In Connectionist Temporal Classification space is just a
whitespace and blank is '-' which we use to solve the repeated
reoccurrence of the data. for example "pizza" will be encoded as
"piz-za".
TLDR;
ref: https://towardsdatascience.com/beam-search-decoding-in-ctc-trained-neural-networks-5a889a3d85a7
In CTC there is an issue of how to encode duplicate characters. It is solved by introducing a pseudo-character (called blank, but don’t confuse it with a “real” blank, i.e. a white-space character). This special character will be denoted as “-” in the text. We use a clever coding schema to solve the duplicate-character problem: when encoding a text, we can insert arbitrary many blanks at any position, which will be removed when decoding it. However, we must insert a blank between duplicate characters like in “hello”. Further, we can repeat each character as often as we like.

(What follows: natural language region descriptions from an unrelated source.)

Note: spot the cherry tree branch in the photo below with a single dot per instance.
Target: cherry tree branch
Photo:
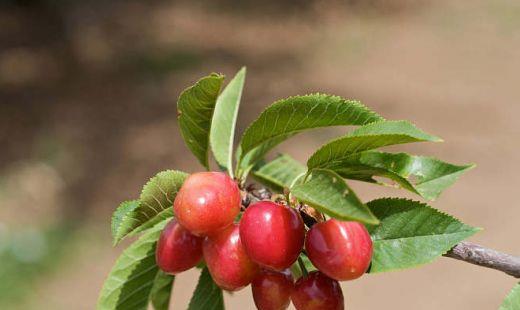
(478, 255)
(464, 251)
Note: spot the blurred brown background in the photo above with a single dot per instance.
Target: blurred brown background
(87, 115)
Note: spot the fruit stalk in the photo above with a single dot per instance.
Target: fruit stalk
(464, 251)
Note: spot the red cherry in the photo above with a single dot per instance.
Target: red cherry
(341, 250)
(272, 289)
(227, 261)
(317, 292)
(207, 202)
(272, 234)
(177, 249)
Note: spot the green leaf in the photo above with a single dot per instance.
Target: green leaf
(368, 137)
(327, 192)
(156, 197)
(207, 295)
(195, 110)
(161, 216)
(280, 172)
(425, 176)
(411, 234)
(161, 291)
(512, 301)
(130, 282)
(287, 117)
(224, 120)
(120, 213)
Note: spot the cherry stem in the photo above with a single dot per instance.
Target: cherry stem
(302, 267)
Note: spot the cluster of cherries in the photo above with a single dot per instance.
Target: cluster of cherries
(261, 248)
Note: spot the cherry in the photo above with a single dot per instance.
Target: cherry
(272, 289)
(272, 234)
(316, 291)
(177, 249)
(227, 261)
(207, 202)
(341, 250)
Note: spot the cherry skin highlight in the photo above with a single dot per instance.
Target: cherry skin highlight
(272, 289)
(272, 234)
(177, 249)
(316, 291)
(227, 261)
(207, 202)
(341, 250)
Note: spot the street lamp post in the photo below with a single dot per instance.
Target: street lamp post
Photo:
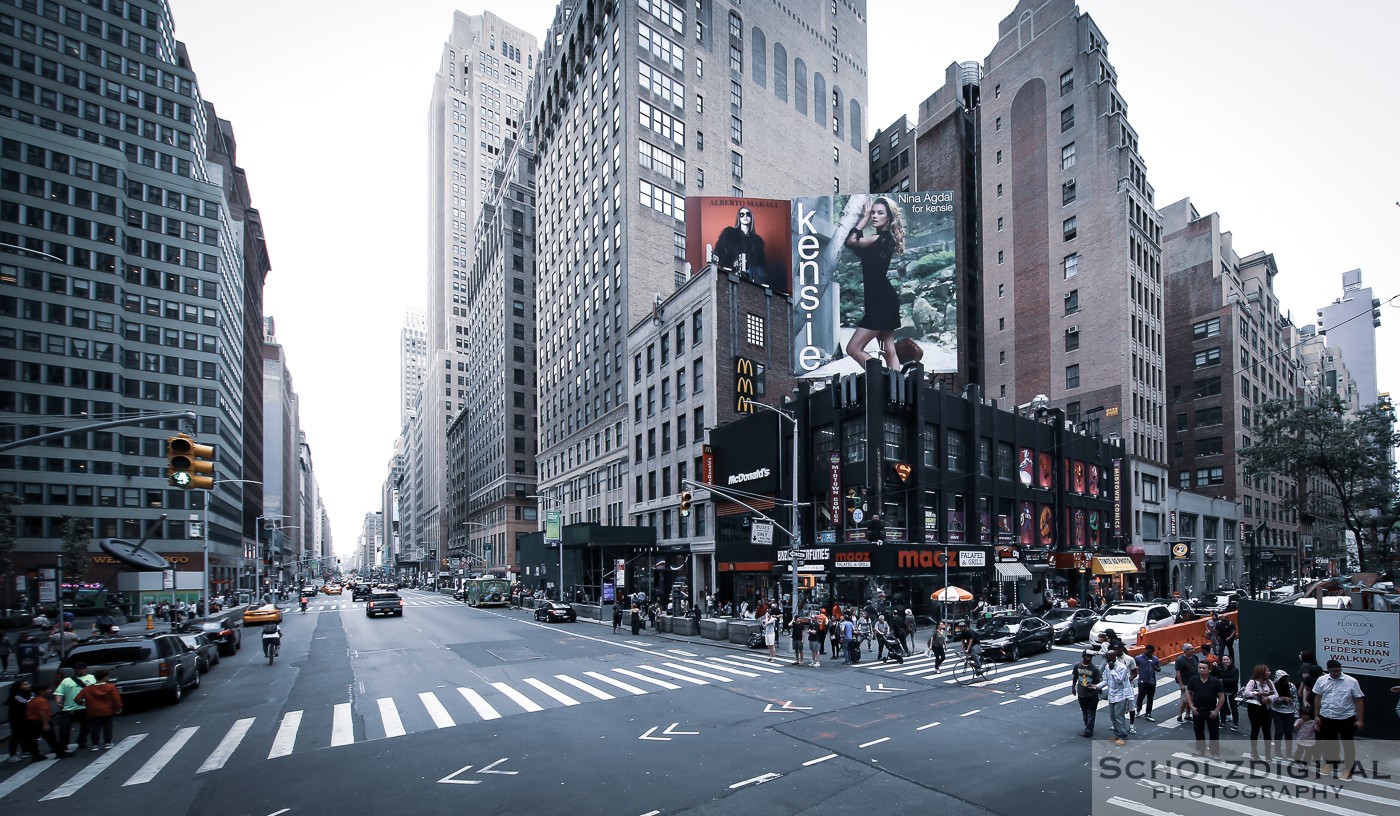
(209, 498)
(797, 518)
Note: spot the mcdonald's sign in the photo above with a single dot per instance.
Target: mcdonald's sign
(748, 384)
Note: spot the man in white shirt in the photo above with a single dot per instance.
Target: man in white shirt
(1340, 707)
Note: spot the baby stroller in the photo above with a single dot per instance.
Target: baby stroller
(892, 647)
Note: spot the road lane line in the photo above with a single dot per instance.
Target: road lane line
(389, 715)
(552, 692)
(517, 697)
(678, 676)
(436, 710)
(686, 668)
(626, 687)
(286, 738)
(653, 680)
(479, 703)
(583, 686)
(227, 746)
(163, 757)
(90, 773)
(342, 725)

Let’s look at some examples:
“to” → “---ttttttooo”, or “-t-o-”, or “to”
“too” → “---ttttto-o”, or “-t-o-o-”, or “to-o”, but not “too”
As you see, this schema also allows us to easily create different alignments of the same text, e.g. “t-o” and “too” and “-to” all represent the same text (“to”), but with different alignments to the image. The NN is trained to output an encoded text (encoded in the NN output matrix).